In der Klausur ist Art. 3 VerbrGKRL (dann abgedruckt) auszulegen. Zusätzlich werden im Sachverhalt einige Hinweise auf die jeweilige Rechtsauffassung der Beteiligten verstreut sein, wobei fraglich ist, ob man ohne Kenntnis der Rechtsprechung auf die richtigen Argumentationswege gelangt. Auf die Folgen eines Rücktritts bzw. auf einen Schadensersatzes statt der Leistung wurde der Übersicht halber nicht eingegangen. Für eine ausführliche Darstellung, vgl. auch S.Lorenz NJW 2009, 1633 und online RUBRR „Fliesen-Fall“.
Muss es im 4. Abschnitt nicht „Dem Käufer geht es in erster Linie nicht darum…“ heißen!?
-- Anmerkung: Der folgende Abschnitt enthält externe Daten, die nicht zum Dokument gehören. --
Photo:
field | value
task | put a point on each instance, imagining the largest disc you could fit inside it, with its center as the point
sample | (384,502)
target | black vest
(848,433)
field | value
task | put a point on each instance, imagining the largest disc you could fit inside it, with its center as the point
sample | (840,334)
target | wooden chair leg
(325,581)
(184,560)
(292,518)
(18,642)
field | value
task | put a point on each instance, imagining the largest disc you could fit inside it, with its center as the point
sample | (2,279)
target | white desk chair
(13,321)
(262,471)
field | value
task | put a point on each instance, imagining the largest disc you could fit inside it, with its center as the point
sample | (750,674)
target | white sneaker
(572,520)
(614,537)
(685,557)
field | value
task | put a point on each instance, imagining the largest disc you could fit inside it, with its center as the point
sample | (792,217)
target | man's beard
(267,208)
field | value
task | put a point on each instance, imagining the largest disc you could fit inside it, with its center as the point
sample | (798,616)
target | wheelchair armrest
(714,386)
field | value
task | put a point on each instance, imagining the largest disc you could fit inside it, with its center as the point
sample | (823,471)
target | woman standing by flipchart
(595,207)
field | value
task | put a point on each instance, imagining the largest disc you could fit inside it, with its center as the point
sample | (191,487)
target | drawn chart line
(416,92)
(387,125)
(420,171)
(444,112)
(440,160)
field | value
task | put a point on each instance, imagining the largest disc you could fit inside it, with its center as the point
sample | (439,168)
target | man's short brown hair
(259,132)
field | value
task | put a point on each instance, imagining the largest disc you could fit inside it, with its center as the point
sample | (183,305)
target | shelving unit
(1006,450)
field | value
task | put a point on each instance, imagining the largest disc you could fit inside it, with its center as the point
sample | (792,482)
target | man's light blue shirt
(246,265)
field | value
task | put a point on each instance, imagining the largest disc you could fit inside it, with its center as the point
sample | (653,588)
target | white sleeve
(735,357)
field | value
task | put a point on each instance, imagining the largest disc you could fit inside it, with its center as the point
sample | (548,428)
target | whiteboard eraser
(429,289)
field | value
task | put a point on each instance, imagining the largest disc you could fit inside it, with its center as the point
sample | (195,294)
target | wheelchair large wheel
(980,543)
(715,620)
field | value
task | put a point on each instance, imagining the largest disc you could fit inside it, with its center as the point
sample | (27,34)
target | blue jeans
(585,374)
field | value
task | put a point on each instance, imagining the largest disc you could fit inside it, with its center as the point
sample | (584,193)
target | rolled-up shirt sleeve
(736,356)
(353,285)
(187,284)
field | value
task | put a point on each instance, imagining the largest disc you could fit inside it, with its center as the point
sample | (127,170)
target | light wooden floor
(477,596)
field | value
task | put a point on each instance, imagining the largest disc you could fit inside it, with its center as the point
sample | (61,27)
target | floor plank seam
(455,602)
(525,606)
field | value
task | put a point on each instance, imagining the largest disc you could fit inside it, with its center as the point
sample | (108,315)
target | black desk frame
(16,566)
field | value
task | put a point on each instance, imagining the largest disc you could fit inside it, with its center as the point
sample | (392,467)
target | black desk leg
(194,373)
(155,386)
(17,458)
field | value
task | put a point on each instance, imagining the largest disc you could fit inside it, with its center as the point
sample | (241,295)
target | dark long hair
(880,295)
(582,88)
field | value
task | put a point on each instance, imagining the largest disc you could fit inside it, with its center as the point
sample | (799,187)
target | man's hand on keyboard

Hi Nicholas, vielen Dank erstmal für deinen klasse Beitrag.
Meiner Ansicht nach kann der Verbraucher/Käufer – unter Berücksichtigung des EuGH-Urteils – die Kosten für den Ausbau der Sache und für den erneuten Einbau aber nur als Schadensersatz STATT (!) der Leistung geltend machen
(§§ 280 I, III, 281 I i.V.m. § 439 I – Wobei § 439 I gerade richtlinienkonform und weit auszulegen ist)
Nein. Der Clou ist doch, dass Ein- und Ausbau gerade mit in den Pflichtenkreis der Nacherfüllung fallen. Neben der Lieferung einer mangelfreien Sache muss der Verkäufer auch für Ein- und Ausbau sorgen. Tut er das nicht und nimmt der Käufer die Maßnahmen selbst vor, kann er Schadensersatz neben der Nacherfüllung aus § 280 I BGB verlangen. Wie sonst soll er seinem Ersatzanspruch Geltung verleihen, wenn er im übrigen noch ein Interesse an den (mangelfreien) Fliesen hat?
Anders bei Rücktritt des Käufers. In dem Fall wäre wohl ein SE statt der Leistung denkbar
Sehe ich nicht so.
SE statt der Leistung gibt es dann, wenn der Schaden bei einer hypothetisch gedachten Nacherfüllung im letztmöglichen Zeitpunkt vor Fristablauf nicht entstanden wäre.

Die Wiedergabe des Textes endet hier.